Contester la légitimité du G8 et exiger sa dissolution

mercredi 21 mai 2003, par ATTAC

Syndicat des actionnaires majoritaires de l’économie mondiale, sorte de conseil de famille au plus haut niveau, le G8 se réunira en France, à Evian, au début du mois de juin pour la ving-huitième fois de son histoire.

Depuis 1975, les sept pays les plus riches du monde, (États-Unis, Japon, Allemagne, Royaume-Uni, France, Canada et Italie, plus depuis 1997 la Russie), se retrouvent tous les ans pour discuter des problèmes du monde dans un cadre confidentiel (les entretiens personnels à huis clos sont privilégiés). A l’origine, il s’agissait d ’améliorer la coopération entre pays capitalistes : le système monétaire international entrait en crise, la suspension par les Etats-Unis de la convertibilité en or du dollar en 1971 provoquant le flottement généralisé des monnaies. Les membres du G7 détiennent la majorité du capital de la Banque mondiale et du Fonds monétaire international, mais ils ont rapidement voulu indiquer à ces institutions les conduites économiques à suivre, au premier rang desquelles figure la libération des échanges commerciaux. La volonté d’accélérer les négociations du GATT, puis de l’OMC, est constamment réaffirmée dans les communiqués. Le potentiel financier du FMI doit être accru et ses actions encouragées. Les actions de l’OCDE sont décrites de façon élogieuse.

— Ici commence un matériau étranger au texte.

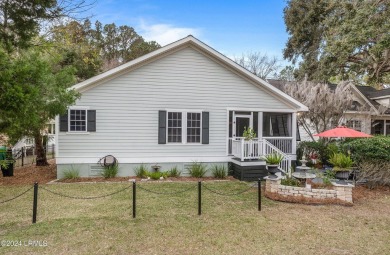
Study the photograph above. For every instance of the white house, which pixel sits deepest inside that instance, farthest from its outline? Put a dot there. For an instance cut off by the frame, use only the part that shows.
(182, 103)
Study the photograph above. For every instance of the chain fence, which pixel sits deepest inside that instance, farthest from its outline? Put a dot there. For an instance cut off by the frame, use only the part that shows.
(230, 194)
(75, 197)
(21, 194)
(134, 187)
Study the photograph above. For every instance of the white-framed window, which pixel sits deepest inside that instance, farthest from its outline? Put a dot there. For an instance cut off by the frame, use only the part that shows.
(184, 127)
(193, 127)
(77, 120)
(355, 124)
(175, 127)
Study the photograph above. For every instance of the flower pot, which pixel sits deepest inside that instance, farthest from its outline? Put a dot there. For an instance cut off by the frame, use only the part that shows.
(272, 170)
(343, 175)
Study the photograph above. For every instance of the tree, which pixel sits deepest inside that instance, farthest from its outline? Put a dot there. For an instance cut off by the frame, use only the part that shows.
(326, 106)
(345, 38)
(259, 64)
(32, 92)
(287, 74)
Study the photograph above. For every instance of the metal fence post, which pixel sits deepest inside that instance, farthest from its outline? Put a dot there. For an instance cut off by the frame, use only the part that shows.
(259, 193)
(22, 156)
(134, 199)
(35, 202)
(199, 197)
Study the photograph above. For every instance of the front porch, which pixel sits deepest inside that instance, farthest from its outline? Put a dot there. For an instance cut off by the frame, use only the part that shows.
(278, 134)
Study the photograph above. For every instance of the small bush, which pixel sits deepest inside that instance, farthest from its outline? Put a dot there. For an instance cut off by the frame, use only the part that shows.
(219, 171)
(141, 171)
(156, 175)
(110, 171)
(174, 172)
(376, 173)
(340, 161)
(290, 182)
(71, 173)
(375, 148)
(197, 169)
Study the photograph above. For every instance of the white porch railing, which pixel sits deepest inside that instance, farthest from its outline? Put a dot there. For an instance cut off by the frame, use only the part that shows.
(257, 148)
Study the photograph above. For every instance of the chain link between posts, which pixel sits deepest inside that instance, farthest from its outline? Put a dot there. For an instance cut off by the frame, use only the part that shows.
(21, 194)
(75, 197)
(230, 195)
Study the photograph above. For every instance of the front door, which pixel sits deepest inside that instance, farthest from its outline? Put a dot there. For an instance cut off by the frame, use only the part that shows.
(240, 123)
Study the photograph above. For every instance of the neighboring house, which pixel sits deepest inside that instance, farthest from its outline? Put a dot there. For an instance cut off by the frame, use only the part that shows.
(182, 103)
(369, 112)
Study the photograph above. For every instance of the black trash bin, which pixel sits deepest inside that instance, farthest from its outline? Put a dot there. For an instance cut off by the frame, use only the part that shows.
(8, 168)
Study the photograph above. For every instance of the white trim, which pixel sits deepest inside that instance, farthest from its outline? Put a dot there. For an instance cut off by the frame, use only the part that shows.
(81, 108)
(190, 41)
(56, 135)
(260, 110)
(183, 126)
(138, 160)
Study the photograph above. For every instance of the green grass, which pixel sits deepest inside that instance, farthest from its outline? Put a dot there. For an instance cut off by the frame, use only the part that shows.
(167, 224)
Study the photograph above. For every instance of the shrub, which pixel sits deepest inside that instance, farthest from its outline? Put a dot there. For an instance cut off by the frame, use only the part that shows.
(197, 169)
(72, 173)
(110, 171)
(174, 172)
(376, 173)
(141, 171)
(340, 161)
(156, 175)
(375, 148)
(290, 182)
(219, 171)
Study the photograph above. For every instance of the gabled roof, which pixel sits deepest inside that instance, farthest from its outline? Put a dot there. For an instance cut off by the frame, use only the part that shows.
(192, 42)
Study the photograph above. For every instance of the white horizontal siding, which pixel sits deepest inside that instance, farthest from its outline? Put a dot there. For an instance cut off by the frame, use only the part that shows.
(127, 107)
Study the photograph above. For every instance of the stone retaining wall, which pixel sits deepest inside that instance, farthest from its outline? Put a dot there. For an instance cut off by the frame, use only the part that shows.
(339, 191)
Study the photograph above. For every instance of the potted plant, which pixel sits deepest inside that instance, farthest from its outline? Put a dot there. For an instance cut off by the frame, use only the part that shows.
(342, 165)
(273, 160)
(6, 162)
(249, 134)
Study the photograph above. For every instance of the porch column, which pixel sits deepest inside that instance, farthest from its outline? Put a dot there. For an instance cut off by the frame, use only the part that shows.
(294, 132)
(260, 125)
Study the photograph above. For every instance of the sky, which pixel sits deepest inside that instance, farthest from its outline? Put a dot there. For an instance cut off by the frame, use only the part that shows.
(231, 27)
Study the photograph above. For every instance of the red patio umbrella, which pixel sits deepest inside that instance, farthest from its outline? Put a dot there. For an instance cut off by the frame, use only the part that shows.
(342, 132)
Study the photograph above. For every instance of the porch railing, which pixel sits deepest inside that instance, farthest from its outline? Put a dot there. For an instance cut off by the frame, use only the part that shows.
(257, 148)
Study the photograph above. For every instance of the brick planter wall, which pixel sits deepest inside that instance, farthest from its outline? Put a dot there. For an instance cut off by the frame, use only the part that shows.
(339, 192)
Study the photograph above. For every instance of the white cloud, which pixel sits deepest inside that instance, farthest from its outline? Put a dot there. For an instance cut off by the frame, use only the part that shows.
(165, 33)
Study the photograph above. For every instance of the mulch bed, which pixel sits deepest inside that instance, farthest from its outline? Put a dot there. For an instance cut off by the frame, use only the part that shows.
(44, 174)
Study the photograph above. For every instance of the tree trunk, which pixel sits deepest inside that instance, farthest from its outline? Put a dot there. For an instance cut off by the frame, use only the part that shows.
(40, 150)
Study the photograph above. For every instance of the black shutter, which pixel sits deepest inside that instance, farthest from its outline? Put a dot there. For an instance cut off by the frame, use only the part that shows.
(205, 127)
(91, 119)
(162, 127)
(64, 123)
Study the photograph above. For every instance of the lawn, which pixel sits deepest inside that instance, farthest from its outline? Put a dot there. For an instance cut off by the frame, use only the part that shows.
(168, 224)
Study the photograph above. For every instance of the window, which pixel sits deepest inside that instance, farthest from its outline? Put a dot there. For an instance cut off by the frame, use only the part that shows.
(355, 124)
(174, 127)
(193, 127)
(78, 120)
(184, 127)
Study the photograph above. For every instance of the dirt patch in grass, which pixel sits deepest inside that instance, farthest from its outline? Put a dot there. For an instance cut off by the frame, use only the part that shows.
(30, 174)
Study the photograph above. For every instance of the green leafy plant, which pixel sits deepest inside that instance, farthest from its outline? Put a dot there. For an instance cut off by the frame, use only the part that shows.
(71, 173)
(290, 182)
(375, 148)
(156, 175)
(197, 169)
(273, 158)
(249, 134)
(341, 162)
(174, 172)
(141, 171)
(219, 171)
(110, 171)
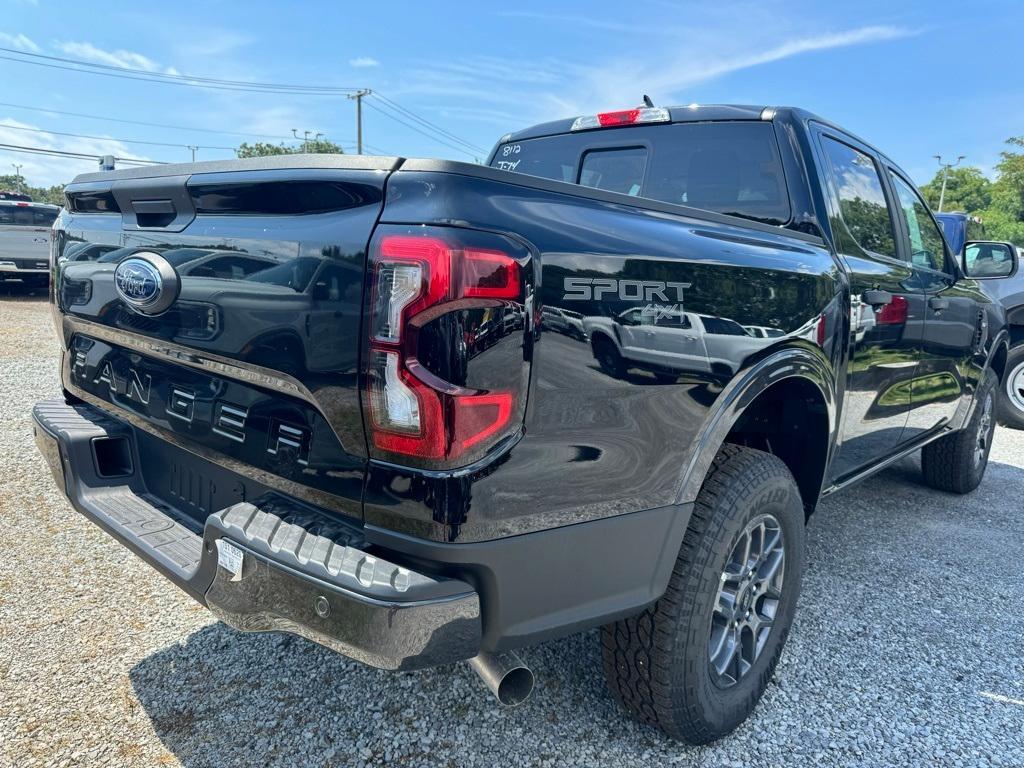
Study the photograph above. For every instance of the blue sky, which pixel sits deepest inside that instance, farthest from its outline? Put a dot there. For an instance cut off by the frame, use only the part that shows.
(916, 80)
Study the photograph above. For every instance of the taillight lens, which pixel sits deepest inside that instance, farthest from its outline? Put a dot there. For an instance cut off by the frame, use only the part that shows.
(422, 279)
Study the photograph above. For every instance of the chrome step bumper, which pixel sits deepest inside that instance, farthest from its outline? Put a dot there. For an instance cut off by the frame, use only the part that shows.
(269, 564)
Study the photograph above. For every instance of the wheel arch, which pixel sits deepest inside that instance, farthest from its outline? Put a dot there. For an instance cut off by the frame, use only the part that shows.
(792, 391)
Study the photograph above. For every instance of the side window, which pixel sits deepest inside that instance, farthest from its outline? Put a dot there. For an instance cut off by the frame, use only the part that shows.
(927, 245)
(673, 320)
(614, 170)
(861, 200)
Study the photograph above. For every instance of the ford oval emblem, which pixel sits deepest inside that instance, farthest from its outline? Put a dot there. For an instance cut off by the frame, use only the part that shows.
(146, 282)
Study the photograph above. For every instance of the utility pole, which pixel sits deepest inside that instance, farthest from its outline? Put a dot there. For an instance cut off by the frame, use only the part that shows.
(305, 138)
(945, 174)
(358, 117)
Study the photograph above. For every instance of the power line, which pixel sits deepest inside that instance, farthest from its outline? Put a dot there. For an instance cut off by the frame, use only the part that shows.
(148, 125)
(76, 155)
(419, 130)
(111, 138)
(432, 126)
(127, 73)
(390, 109)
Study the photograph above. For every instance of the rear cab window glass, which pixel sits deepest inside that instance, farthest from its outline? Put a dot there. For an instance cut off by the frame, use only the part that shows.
(861, 200)
(614, 170)
(27, 215)
(730, 167)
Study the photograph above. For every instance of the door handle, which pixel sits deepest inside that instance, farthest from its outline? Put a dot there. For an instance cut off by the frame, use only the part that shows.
(877, 298)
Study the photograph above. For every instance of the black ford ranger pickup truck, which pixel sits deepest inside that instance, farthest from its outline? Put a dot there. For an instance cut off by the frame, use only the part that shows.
(318, 393)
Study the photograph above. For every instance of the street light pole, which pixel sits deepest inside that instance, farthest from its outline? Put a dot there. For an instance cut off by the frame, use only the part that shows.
(358, 117)
(945, 175)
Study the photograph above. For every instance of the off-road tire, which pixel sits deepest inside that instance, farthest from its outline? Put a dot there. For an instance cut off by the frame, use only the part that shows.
(949, 463)
(1009, 412)
(657, 664)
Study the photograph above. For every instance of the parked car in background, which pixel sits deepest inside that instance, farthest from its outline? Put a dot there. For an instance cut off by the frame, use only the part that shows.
(997, 264)
(25, 239)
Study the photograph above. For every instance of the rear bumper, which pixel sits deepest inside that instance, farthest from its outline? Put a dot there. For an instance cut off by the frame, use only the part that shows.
(293, 568)
(389, 599)
(10, 268)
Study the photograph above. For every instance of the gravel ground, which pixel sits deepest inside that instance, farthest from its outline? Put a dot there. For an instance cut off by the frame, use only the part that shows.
(906, 649)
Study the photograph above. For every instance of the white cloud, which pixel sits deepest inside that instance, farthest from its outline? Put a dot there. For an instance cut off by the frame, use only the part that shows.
(42, 170)
(623, 81)
(547, 89)
(126, 58)
(19, 41)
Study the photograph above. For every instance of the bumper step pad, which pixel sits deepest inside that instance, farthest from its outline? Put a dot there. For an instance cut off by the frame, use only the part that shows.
(302, 570)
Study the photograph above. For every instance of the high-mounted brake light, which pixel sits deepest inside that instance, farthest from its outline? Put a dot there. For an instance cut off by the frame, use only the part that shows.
(416, 280)
(623, 117)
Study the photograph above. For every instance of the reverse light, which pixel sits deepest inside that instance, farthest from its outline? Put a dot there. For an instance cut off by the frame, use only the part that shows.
(417, 280)
(623, 117)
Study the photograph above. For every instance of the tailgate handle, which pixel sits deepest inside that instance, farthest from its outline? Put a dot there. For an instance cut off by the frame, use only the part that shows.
(157, 203)
(154, 212)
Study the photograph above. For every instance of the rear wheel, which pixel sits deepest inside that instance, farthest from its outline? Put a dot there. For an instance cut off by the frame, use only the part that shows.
(696, 663)
(1010, 396)
(956, 463)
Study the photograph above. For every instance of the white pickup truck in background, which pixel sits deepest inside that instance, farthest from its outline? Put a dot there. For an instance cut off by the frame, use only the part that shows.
(25, 240)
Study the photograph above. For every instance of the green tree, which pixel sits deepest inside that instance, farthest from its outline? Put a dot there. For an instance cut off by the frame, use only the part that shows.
(52, 195)
(263, 148)
(1004, 217)
(967, 189)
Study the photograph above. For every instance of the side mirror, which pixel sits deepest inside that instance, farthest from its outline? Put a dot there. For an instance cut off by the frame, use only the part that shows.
(988, 260)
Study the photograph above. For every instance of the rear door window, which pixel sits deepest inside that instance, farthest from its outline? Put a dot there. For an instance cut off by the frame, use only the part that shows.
(861, 200)
(927, 244)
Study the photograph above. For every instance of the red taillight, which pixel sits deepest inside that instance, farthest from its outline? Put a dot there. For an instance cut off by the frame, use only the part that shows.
(416, 280)
(893, 313)
(623, 117)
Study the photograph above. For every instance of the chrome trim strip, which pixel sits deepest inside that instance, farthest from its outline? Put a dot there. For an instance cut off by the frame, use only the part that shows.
(246, 372)
(323, 499)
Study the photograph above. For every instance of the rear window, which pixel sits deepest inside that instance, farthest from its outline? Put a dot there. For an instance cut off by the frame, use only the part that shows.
(727, 167)
(27, 215)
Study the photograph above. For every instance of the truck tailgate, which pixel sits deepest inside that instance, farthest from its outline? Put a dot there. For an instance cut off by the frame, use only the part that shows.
(253, 361)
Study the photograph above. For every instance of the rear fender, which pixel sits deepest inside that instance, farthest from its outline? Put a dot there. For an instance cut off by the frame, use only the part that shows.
(741, 391)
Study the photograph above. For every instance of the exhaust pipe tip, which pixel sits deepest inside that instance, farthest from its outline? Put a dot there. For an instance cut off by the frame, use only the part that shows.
(506, 676)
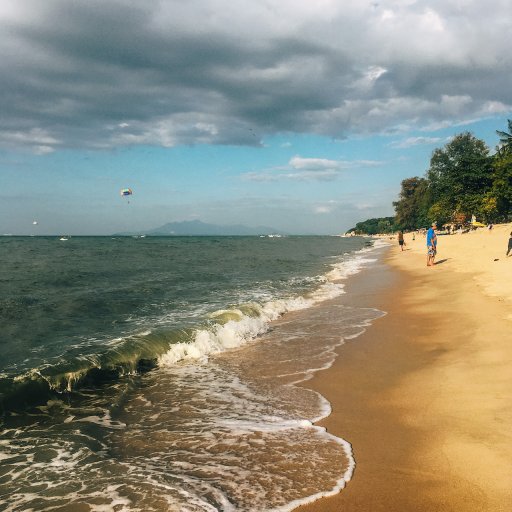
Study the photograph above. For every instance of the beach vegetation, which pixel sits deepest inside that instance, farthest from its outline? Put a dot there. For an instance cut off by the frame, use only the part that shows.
(464, 181)
(380, 225)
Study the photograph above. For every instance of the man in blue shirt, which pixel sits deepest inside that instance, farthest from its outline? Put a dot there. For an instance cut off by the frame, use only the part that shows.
(431, 245)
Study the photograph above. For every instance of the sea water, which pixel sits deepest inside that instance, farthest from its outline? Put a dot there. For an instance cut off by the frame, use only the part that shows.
(163, 374)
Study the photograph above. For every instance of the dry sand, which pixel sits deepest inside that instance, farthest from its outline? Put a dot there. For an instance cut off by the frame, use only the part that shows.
(425, 395)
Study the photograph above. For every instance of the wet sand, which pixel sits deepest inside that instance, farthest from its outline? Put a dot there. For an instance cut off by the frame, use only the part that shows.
(428, 406)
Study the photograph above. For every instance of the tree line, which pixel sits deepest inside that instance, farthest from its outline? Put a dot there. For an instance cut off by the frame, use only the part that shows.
(464, 179)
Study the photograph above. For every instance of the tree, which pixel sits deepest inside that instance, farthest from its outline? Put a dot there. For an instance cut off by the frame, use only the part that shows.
(412, 206)
(505, 139)
(501, 189)
(459, 176)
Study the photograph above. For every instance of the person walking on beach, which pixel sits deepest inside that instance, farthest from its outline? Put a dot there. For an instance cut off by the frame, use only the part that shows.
(401, 241)
(431, 245)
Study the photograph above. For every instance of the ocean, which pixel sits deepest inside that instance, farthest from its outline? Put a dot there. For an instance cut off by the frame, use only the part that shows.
(164, 373)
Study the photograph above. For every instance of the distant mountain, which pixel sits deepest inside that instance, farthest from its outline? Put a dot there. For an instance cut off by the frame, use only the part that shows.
(198, 228)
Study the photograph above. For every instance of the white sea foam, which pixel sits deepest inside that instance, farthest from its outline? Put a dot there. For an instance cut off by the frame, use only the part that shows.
(242, 328)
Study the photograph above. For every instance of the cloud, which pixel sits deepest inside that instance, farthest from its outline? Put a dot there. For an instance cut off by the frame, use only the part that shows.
(108, 73)
(309, 169)
(416, 141)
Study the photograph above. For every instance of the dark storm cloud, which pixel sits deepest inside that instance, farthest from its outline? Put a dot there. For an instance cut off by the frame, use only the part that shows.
(117, 72)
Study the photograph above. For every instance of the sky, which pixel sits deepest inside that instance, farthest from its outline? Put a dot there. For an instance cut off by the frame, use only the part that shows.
(300, 115)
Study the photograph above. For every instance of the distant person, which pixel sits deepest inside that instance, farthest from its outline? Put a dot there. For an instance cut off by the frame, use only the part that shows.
(401, 241)
(431, 245)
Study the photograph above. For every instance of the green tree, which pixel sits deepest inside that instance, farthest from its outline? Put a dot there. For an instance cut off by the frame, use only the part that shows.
(505, 144)
(412, 206)
(459, 176)
(501, 189)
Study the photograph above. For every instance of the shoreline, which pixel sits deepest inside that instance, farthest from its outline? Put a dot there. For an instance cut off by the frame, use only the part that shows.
(428, 408)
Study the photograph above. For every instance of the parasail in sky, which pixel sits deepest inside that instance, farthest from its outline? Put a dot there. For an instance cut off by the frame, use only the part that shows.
(126, 192)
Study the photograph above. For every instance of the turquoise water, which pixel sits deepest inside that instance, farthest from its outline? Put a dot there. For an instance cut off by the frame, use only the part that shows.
(134, 369)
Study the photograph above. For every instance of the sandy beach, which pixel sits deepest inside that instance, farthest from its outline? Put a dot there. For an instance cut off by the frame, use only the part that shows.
(429, 407)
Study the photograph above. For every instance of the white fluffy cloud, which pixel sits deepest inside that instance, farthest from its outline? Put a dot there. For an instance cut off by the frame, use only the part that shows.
(166, 72)
(309, 169)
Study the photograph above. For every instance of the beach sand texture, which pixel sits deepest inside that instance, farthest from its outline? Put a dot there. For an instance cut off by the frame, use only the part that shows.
(428, 401)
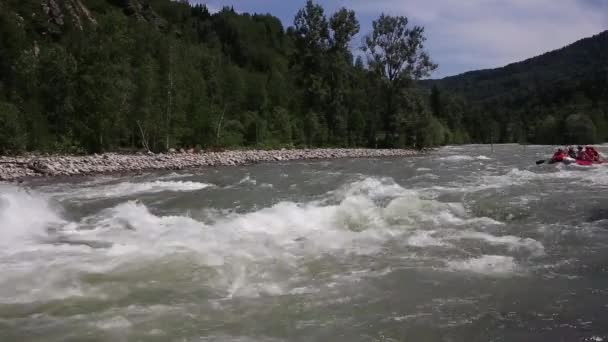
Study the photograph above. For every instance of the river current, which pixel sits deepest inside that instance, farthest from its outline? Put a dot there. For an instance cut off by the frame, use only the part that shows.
(468, 243)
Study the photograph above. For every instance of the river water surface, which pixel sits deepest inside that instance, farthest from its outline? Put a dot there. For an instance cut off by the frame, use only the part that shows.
(466, 244)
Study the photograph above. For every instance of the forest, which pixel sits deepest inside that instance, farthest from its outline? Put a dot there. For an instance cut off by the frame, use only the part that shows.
(86, 76)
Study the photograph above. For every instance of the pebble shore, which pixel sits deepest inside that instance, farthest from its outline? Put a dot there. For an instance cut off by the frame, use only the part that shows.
(30, 166)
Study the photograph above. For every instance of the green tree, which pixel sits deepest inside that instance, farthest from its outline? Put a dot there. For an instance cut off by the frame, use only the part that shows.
(396, 54)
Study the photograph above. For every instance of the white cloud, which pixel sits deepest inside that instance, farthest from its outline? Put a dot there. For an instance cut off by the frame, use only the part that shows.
(491, 33)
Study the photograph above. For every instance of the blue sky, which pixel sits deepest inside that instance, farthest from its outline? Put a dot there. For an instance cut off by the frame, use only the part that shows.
(465, 35)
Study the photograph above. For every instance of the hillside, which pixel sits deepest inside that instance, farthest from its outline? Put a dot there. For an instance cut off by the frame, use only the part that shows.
(106, 75)
(540, 93)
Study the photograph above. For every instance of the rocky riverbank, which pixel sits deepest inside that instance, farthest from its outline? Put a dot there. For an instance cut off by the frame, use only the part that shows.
(29, 166)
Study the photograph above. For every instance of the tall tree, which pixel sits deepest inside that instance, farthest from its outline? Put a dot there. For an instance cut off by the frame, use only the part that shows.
(396, 54)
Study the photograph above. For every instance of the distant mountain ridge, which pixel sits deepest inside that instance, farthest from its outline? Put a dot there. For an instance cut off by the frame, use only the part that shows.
(583, 61)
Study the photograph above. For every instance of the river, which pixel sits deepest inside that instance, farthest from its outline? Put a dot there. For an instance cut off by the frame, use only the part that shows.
(466, 244)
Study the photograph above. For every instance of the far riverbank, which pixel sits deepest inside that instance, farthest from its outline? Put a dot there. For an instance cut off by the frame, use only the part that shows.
(31, 166)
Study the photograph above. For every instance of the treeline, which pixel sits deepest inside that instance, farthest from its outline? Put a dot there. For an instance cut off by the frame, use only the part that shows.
(99, 75)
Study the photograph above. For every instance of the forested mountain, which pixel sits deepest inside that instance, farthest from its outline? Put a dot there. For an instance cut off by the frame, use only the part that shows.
(99, 75)
(558, 97)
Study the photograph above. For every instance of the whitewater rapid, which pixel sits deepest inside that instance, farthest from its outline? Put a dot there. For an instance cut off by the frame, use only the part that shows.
(131, 252)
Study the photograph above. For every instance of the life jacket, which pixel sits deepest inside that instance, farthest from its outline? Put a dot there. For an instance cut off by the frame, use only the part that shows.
(583, 156)
(558, 156)
(571, 153)
(592, 154)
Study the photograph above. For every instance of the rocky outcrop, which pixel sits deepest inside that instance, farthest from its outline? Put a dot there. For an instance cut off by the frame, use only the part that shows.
(142, 11)
(60, 11)
(15, 168)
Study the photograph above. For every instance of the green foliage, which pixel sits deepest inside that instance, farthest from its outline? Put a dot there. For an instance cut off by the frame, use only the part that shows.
(171, 75)
(12, 135)
(580, 129)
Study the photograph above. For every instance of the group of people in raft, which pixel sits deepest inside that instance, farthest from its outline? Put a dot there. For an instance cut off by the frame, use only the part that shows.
(588, 154)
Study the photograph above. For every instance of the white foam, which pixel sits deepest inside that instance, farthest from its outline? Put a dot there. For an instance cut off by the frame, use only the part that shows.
(486, 264)
(24, 216)
(425, 239)
(462, 157)
(126, 189)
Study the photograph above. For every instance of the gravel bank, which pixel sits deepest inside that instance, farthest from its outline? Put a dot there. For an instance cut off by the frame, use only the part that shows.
(16, 168)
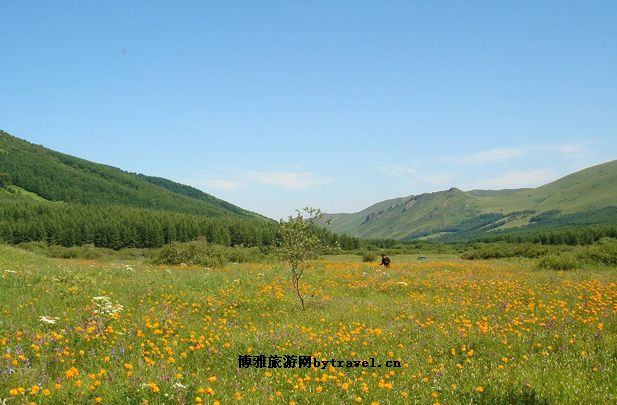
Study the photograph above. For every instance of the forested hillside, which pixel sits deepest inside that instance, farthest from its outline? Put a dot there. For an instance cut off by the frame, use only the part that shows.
(60, 199)
(55, 176)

Car s’il ne décide officiellement de rien, le G 7 est une jet set des plus influentes : en 2000, les 7 pays, représentant 12% de la population, totalisaient 45% de la production mondiale . Les dépenses militaires de ces pays représentaient 60% des dépenses totales dans le monde. Dans cet ensemble, la part des États-Unis demeure prépondérante (près de la moitié de la production et 60% de l’armement du G7) .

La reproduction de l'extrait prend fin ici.